BGE 85 I 282
 
46. Urteil vom 2. Dezember 1959 i.S. D. gegen R. und Appellationsgericht des Kantons Basel-Stadt.
 
Regeste
Art. 89 OG. Beschwerdefrist bei Zulassung zum Eid.
 
Sachverhalt
Margrit R. (Klägerin I) und ihr Kind Karin erhoben gegen Werner D. die Vaterschaftsklage. Dieser bestritt, der Erstgenannten während der kritischen Zeit beigewohnt zu haben; er erhob ferner Einreden im Sinne von Art. 314 Abs. 2 und Art. 315 ZGB.
Das Zivilgericht Basel-Stadt wies die Klage ab. Es führte dazu aus, die vorliegenden Anhaltspunkte liessen nicht mit Sicherheit darauf schliessen, dass es zur behaupteten Zeit zum Geschlechtsverkehr zwischen dem Beklagten und der Klägerin I gekommen sei; sie vermöchten dies jedoch wahrscheinlich zu machen, so dass es sich grundsätzlich rechtfertige, die Klägerin I gemäss § 139 ZPO zum Ergänzungseid zuzulassen, falls sie die persönlichen Voraussetzungen dazu erfülle. Das treffe indes nicht zu. Da ihr Leumund getrübt sei, sei sie vom Ergänzungseid auszuschliessen. Die Klage sei deshalb mangels Nachweises der Beiwohnung abzuweisen.

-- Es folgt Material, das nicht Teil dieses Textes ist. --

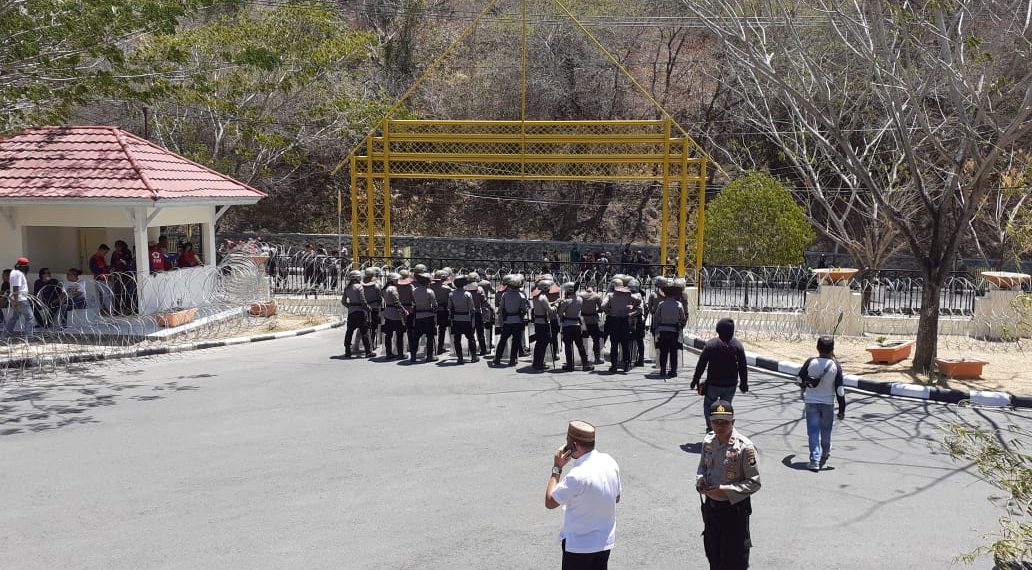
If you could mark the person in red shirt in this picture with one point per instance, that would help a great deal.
(188, 257)
(102, 277)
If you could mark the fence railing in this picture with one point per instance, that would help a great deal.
(733, 288)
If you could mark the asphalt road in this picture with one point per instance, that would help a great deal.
(280, 455)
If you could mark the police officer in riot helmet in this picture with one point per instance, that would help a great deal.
(394, 316)
(461, 309)
(544, 312)
(425, 308)
(570, 318)
(358, 312)
(512, 308)
(442, 289)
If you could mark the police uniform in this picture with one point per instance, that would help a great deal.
(590, 311)
(394, 316)
(543, 317)
(461, 309)
(619, 307)
(354, 299)
(668, 320)
(570, 317)
(375, 299)
(424, 308)
(732, 466)
(442, 290)
(512, 308)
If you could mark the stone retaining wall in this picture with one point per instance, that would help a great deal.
(458, 248)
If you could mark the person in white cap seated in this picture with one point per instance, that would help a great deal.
(588, 495)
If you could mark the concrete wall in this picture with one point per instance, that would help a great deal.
(460, 248)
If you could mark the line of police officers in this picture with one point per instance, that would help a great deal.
(407, 307)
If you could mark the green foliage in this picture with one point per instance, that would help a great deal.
(1001, 461)
(754, 221)
(56, 54)
(270, 96)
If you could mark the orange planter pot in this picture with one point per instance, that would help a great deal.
(891, 354)
(175, 318)
(835, 276)
(262, 309)
(960, 369)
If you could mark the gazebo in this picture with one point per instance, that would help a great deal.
(66, 190)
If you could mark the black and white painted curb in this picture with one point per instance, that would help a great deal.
(978, 398)
(38, 361)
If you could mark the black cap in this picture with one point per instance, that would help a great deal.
(721, 409)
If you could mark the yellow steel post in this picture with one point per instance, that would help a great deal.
(369, 214)
(701, 219)
(522, 108)
(682, 217)
(354, 209)
(387, 248)
(665, 213)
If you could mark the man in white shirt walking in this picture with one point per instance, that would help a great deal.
(21, 307)
(588, 495)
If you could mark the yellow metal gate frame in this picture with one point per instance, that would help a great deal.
(601, 151)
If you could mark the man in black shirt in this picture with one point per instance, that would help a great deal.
(724, 356)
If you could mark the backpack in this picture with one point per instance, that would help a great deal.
(808, 381)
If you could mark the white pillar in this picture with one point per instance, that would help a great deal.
(207, 236)
(144, 293)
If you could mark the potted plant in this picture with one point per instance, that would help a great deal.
(266, 309)
(834, 276)
(890, 352)
(960, 368)
(176, 316)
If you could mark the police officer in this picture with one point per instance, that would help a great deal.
(394, 316)
(405, 288)
(728, 475)
(637, 323)
(570, 317)
(591, 311)
(375, 298)
(619, 306)
(544, 313)
(668, 319)
(461, 309)
(425, 308)
(442, 289)
(354, 299)
(512, 307)
(479, 304)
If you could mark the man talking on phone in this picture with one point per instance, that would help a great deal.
(588, 495)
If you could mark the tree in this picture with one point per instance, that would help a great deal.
(268, 96)
(912, 105)
(754, 221)
(1000, 458)
(57, 54)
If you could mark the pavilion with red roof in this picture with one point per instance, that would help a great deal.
(64, 190)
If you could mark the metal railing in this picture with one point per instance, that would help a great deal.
(899, 292)
(759, 288)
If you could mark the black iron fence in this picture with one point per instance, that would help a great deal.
(733, 288)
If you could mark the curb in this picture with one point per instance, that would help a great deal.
(39, 361)
(916, 391)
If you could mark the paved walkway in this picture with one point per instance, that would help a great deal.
(280, 455)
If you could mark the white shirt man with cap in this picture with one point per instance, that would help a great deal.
(588, 495)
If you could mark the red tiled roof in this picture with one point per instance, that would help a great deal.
(106, 163)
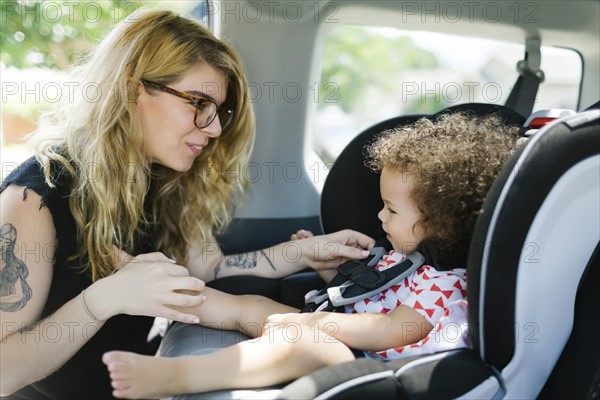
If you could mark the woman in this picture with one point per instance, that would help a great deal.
(112, 222)
(428, 204)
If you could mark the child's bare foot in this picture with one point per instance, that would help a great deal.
(301, 234)
(135, 376)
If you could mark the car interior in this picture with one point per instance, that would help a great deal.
(534, 262)
(533, 265)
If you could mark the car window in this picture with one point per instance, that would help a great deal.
(369, 74)
(39, 42)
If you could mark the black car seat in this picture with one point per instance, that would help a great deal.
(533, 288)
(547, 195)
(351, 186)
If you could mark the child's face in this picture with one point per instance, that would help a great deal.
(400, 214)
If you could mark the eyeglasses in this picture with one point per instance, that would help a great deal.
(206, 109)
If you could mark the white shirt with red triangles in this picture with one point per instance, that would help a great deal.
(439, 296)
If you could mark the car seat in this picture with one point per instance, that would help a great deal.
(538, 231)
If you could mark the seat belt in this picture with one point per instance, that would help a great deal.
(359, 279)
(522, 97)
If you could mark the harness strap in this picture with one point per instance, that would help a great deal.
(357, 280)
(351, 292)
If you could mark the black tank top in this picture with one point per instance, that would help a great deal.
(84, 376)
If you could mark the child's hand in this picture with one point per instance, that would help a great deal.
(280, 321)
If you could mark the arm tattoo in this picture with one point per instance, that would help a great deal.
(268, 260)
(14, 290)
(242, 261)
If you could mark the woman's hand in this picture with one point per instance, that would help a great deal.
(149, 284)
(329, 251)
(284, 321)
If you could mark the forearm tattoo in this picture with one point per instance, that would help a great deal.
(15, 292)
(243, 261)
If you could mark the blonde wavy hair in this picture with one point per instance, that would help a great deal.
(96, 138)
(453, 162)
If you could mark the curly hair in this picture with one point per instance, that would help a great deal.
(453, 161)
(99, 142)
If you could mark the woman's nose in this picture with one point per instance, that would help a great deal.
(213, 129)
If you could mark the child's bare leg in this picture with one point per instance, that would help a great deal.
(277, 357)
(245, 313)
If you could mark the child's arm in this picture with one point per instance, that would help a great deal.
(364, 331)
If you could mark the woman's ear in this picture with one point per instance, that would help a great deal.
(134, 89)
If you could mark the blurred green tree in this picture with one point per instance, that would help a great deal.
(358, 58)
(57, 34)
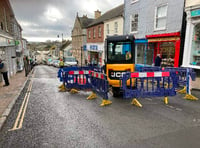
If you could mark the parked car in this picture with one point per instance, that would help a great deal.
(70, 61)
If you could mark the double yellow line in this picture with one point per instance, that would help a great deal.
(20, 117)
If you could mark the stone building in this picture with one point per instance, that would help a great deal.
(110, 23)
(158, 26)
(10, 35)
(79, 38)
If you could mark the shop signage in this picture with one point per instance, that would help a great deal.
(168, 39)
(84, 47)
(93, 47)
(195, 13)
(6, 42)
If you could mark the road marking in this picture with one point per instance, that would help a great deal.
(20, 117)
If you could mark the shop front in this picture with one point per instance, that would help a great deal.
(191, 56)
(8, 53)
(168, 45)
(95, 53)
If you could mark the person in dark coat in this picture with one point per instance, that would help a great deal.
(4, 71)
(158, 60)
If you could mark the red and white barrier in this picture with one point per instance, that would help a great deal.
(149, 74)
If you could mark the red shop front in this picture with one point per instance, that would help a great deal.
(168, 45)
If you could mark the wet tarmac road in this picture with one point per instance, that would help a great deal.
(62, 120)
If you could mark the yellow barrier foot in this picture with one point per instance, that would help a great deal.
(182, 91)
(166, 100)
(63, 89)
(105, 102)
(191, 97)
(73, 91)
(136, 103)
(92, 96)
(60, 86)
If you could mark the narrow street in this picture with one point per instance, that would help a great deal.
(54, 119)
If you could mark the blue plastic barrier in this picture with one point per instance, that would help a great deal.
(71, 68)
(77, 79)
(99, 84)
(149, 84)
(180, 73)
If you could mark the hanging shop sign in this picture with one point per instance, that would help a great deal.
(195, 13)
(164, 39)
(6, 42)
(95, 47)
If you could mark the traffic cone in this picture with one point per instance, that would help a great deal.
(136, 103)
(92, 96)
(191, 97)
(73, 91)
(182, 91)
(166, 100)
(105, 102)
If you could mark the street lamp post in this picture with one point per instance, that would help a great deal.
(61, 47)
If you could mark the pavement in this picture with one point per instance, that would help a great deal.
(9, 95)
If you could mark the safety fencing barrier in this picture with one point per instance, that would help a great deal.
(100, 86)
(184, 76)
(86, 79)
(149, 84)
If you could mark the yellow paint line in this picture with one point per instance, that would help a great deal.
(22, 110)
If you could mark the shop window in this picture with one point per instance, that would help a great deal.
(116, 27)
(140, 50)
(195, 51)
(150, 53)
(94, 33)
(1, 26)
(89, 34)
(167, 51)
(160, 17)
(134, 1)
(99, 31)
(107, 28)
(134, 23)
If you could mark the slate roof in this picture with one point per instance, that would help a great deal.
(113, 13)
(85, 21)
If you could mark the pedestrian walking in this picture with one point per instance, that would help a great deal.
(158, 60)
(4, 71)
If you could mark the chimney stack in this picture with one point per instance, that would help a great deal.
(97, 14)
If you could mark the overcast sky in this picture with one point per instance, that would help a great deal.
(43, 20)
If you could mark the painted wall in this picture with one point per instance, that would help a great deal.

Die Klägerinnen zogen dieses Urteil an das Appellationsgericht weiter. Dieses würdigte die Indizien für die behauptete Beiwohnung gleich wie die erste Instanz. Im Gegensatz zu dieser erachtete es aber die Klägerin I als eideswürdig. Es erkannte demgemäss mit Urteil vom 27. Februar 1959:
"Sofern die Klägerin I unter Handgelübde an Eidesstatt erklärt, dass sie in der Zeit vom 29. November 1954 bis zum 29. März 1955 mit dem Beklagten und ausschliesslich mit ihm geschlechtlich verkehrt hat, wird dieser verurteilt zur Zahlung von Fr. 600. - an die Klägerin I sowie eines monatlich vorauszahlbaren Unterhaltsbeitrags an die Klägerin II von Fr. 75. vom Tag der Geburt bis zum vollendeten 12. Altersjahr und von Fr. 90. - bis zum vollendeten 18. Altersjahr. .....
.....
.....
Leistet die Klägerin I das Handgelübde nicht, so wird die Klage abgewiesen."
Dieses Urteil wurde den Parteien am 13. April 1959 eröffnet. Am 12. Juni 1959 legte die Klägerin I das Handgelübde ab.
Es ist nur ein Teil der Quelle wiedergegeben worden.